Kay slumped into Nick's arms and they sat there, under the shower, for a long time. The sex had kept the bad memories at bay, but as she nestled her head against his neck, tears joined the water falling on him from the shower.
Finally, he turned the shower off and started drying them.
She was physically and mentally depleted but above all, he understood, shocked. Though she'd been raised by an FBI grandfather, Nick knew Al Goodkind enough to know that he'd have shielded Kay from the dirtier side of the job.

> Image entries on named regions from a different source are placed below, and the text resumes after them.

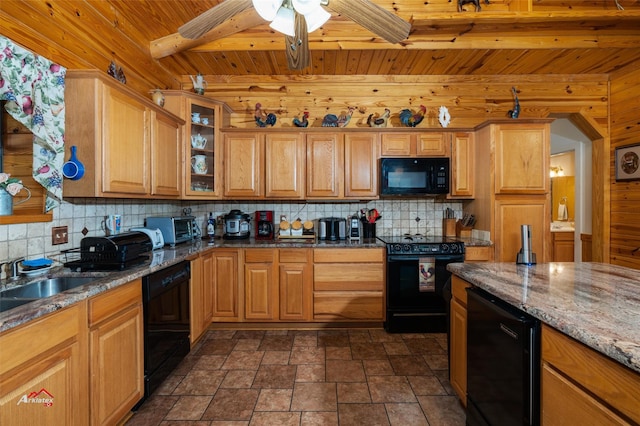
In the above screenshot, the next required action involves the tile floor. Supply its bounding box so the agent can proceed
[127,329,465,426]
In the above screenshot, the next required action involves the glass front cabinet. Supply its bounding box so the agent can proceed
[163,90,230,199]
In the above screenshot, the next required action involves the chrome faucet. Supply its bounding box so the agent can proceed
[2,256,24,280]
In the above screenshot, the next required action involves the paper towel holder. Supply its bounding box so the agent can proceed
[516,225,536,265]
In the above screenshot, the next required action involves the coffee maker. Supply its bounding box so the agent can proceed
[254,210,274,240]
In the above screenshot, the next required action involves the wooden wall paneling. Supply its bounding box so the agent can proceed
[608,65,640,269]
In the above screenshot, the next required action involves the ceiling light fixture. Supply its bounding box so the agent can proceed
[252,0,331,37]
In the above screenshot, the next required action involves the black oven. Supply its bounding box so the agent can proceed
[136,262,191,408]
[380,236,464,333]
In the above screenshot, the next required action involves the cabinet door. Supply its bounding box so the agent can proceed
[0,301,89,426]
[380,133,412,157]
[213,250,238,321]
[449,133,475,198]
[90,303,144,425]
[344,133,378,199]
[492,196,551,263]
[223,133,264,198]
[244,263,278,321]
[492,123,550,194]
[102,86,151,195]
[151,112,182,197]
[307,133,344,198]
[265,133,306,200]
[416,133,449,157]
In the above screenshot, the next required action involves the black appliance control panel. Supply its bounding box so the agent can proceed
[387,242,464,255]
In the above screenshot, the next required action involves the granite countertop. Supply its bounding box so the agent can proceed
[447,262,640,372]
[0,238,385,332]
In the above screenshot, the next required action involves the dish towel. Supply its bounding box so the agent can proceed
[418,257,436,292]
[558,204,569,220]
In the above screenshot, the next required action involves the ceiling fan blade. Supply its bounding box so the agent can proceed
[328,0,411,43]
[178,0,253,39]
[284,12,311,70]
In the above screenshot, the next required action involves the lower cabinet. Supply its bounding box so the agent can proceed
[210,249,241,322]
[0,301,90,426]
[540,325,640,425]
[449,275,471,407]
[313,248,385,321]
[189,250,214,347]
[87,279,144,425]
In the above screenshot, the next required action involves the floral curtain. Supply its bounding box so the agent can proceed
[0,36,67,212]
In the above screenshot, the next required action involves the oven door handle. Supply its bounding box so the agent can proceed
[387,253,464,263]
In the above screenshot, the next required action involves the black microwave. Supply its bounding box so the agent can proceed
[380,158,450,196]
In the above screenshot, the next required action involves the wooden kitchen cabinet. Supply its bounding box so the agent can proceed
[222,132,264,199]
[264,133,306,200]
[163,90,231,200]
[490,122,551,194]
[449,275,471,407]
[380,132,450,157]
[211,249,242,322]
[88,278,144,425]
[189,249,214,347]
[313,248,385,321]
[0,301,89,426]
[465,119,552,263]
[278,248,313,321]
[447,132,475,199]
[344,133,379,199]
[551,232,575,262]
[306,133,344,198]
[540,324,640,426]
[244,248,278,321]
[64,70,184,198]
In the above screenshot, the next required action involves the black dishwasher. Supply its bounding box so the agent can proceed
[467,288,540,426]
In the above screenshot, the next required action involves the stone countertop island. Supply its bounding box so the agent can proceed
[447,263,640,372]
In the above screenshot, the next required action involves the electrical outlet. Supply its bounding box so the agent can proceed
[51,226,69,246]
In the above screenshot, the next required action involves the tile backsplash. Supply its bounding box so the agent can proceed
[0,198,463,277]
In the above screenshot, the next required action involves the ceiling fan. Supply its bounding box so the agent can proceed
[178,0,411,70]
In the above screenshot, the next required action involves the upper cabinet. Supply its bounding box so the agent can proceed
[491,123,551,194]
[64,71,184,198]
[163,90,229,200]
[380,132,450,157]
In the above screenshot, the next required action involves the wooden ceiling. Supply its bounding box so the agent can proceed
[0,0,640,81]
[144,0,640,75]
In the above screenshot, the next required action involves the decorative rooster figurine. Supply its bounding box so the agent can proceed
[255,102,276,127]
[400,105,427,127]
[507,87,520,118]
[367,108,391,127]
[293,111,309,127]
[322,107,356,127]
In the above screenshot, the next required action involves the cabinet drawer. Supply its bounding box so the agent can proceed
[464,246,493,262]
[89,278,142,327]
[313,291,384,320]
[280,248,311,263]
[313,263,384,291]
[451,275,472,307]
[542,325,640,423]
[244,249,276,263]
[313,248,384,262]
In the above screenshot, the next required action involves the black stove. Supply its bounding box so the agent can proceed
[378,234,464,255]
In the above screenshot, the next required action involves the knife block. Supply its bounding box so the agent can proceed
[456,220,473,238]
[442,219,456,237]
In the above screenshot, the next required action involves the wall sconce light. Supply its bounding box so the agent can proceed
[549,166,564,177]
[253,0,331,37]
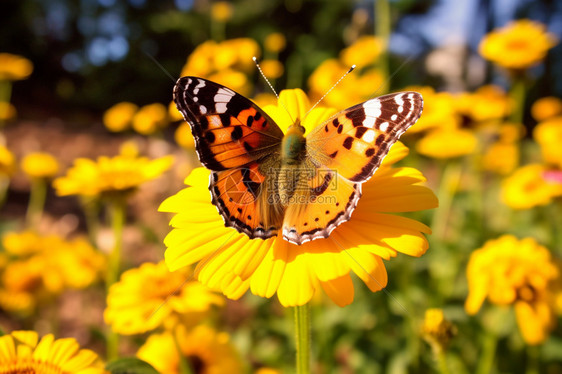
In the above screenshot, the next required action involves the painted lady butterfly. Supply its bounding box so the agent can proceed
[174,77,423,245]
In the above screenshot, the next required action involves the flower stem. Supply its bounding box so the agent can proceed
[509,76,527,123]
[476,332,498,374]
[431,160,462,239]
[25,178,47,228]
[295,304,310,374]
[106,199,126,361]
[375,0,391,93]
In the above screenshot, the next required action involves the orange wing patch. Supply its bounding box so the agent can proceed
[174,77,283,171]
[283,170,361,245]
[307,92,423,182]
[209,162,278,239]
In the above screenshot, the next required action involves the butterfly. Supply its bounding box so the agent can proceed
[174,76,423,245]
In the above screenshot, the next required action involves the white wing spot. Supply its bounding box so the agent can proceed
[215,103,226,113]
[361,130,375,143]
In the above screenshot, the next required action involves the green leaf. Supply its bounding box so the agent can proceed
[105,357,159,374]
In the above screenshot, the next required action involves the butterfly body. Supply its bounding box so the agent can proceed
[174,77,423,245]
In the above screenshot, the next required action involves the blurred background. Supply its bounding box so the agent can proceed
[0,0,562,374]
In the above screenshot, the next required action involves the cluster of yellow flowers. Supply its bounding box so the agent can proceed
[0,231,106,314]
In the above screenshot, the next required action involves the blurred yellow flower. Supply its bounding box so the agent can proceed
[104,261,224,335]
[160,90,437,306]
[137,325,242,374]
[260,60,284,79]
[211,1,233,22]
[181,38,260,96]
[0,231,106,311]
[0,53,33,81]
[21,152,59,178]
[482,123,525,175]
[53,155,174,197]
[501,164,562,209]
[0,331,105,374]
[413,126,478,158]
[479,19,557,69]
[422,308,456,352]
[340,35,384,68]
[531,96,562,122]
[263,32,287,53]
[465,235,559,344]
[174,122,195,149]
[0,145,16,177]
[133,103,168,135]
[0,101,17,121]
[404,86,460,136]
[103,101,139,132]
[458,85,512,122]
[308,59,383,109]
[533,116,562,169]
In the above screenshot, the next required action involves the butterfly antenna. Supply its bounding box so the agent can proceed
[304,65,357,117]
[252,56,294,122]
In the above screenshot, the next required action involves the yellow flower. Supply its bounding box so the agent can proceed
[456,85,512,122]
[160,90,437,306]
[482,123,525,175]
[340,36,384,68]
[0,231,106,311]
[260,60,283,79]
[133,103,168,135]
[479,19,556,69]
[104,262,224,335]
[0,101,17,121]
[181,38,260,96]
[533,116,562,169]
[414,126,478,158]
[422,308,456,352]
[0,53,33,81]
[21,152,59,178]
[308,59,383,109]
[501,164,562,209]
[0,145,16,177]
[404,86,460,135]
[137,325,242,374]
[53,155,173,197]
[0,331,105,374]
[103,101,139,132]
[531,96,562,122]
[263,32,287,53]
[465,235,559,344]
[211,1,232,22]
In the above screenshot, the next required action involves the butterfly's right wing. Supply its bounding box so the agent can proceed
[174,77,283,171]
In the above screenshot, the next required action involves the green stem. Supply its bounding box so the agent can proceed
[375,0,391,93]
[476,332,498,374]
[431,160,462,239]
[0,80,12,127]
[25,178,47,228]
[525,345,540,374]
[295,304,310,374]
[509,76,527,123]
[106,198,126,361]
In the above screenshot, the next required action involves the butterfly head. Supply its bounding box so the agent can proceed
[281,120,306,164]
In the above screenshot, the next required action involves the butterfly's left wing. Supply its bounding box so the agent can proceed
[306,92,423,183]
[283,92,423,244]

She'd talked about her relationship with her grandfather while they'd waited in Goodkind's house, his blood on the floor, for news of him. Goodkind had been kidnapped by monsters and Kay had been out of her mind with frantic worry. She idolized her grandfather. She saw him as a knight in shining armor, and goddammit, he was.
So was Nick.
But Goodkind had never told her that he'd killed seven men in the line of duty, four of them in one raid when he was a rookie. Nick couldn't count the men he'd killed.
Goodkind had shielded her from the nature of the world, which was raw and predatory. He knew she'd been dedicated to her studies, had lived in a lab coat since she was eighteen and was a world-renowned expert on things no one could see or hear or taste. She lived in a world where knowledge was precious and people were smart and dedicated to the common good.
She'd just found out that she'd been living a lie her entire life.
People were stupid and greedy, capable of vast cruelty. There were people who would kill for pennies, let alone for wealth. And there were people willing to kill for the knowledge she and her colleagues worked so selflessly to produce.
It was a real fucked-up world.
Nick had known this all his life. His dad had been a cop and his brother and two sisters were in law enforcement. The youngest, Roberto-Bobby-had inexplicably decided to become a spook, but was forgiven this transgression, because he was a kickass spook.
The entire Mancino family fought the bad guys and protected the innocent.
Nick had always had backup in school. Nobody, nobody bullied a Mancino because you'd have your ass handed to you, broken and bloody. In turn, he'd provided backup to the younger members of the extended family-which was three brothers, two sisters, twelve cousins and twenty-two second cousins. All of them lived in Philly and they all got together often. He'd grown up in a huge clan and though he knew the world was big and bad, he had a lot of tough guys-even the girls in the Mancino clan were tough guys-on his side.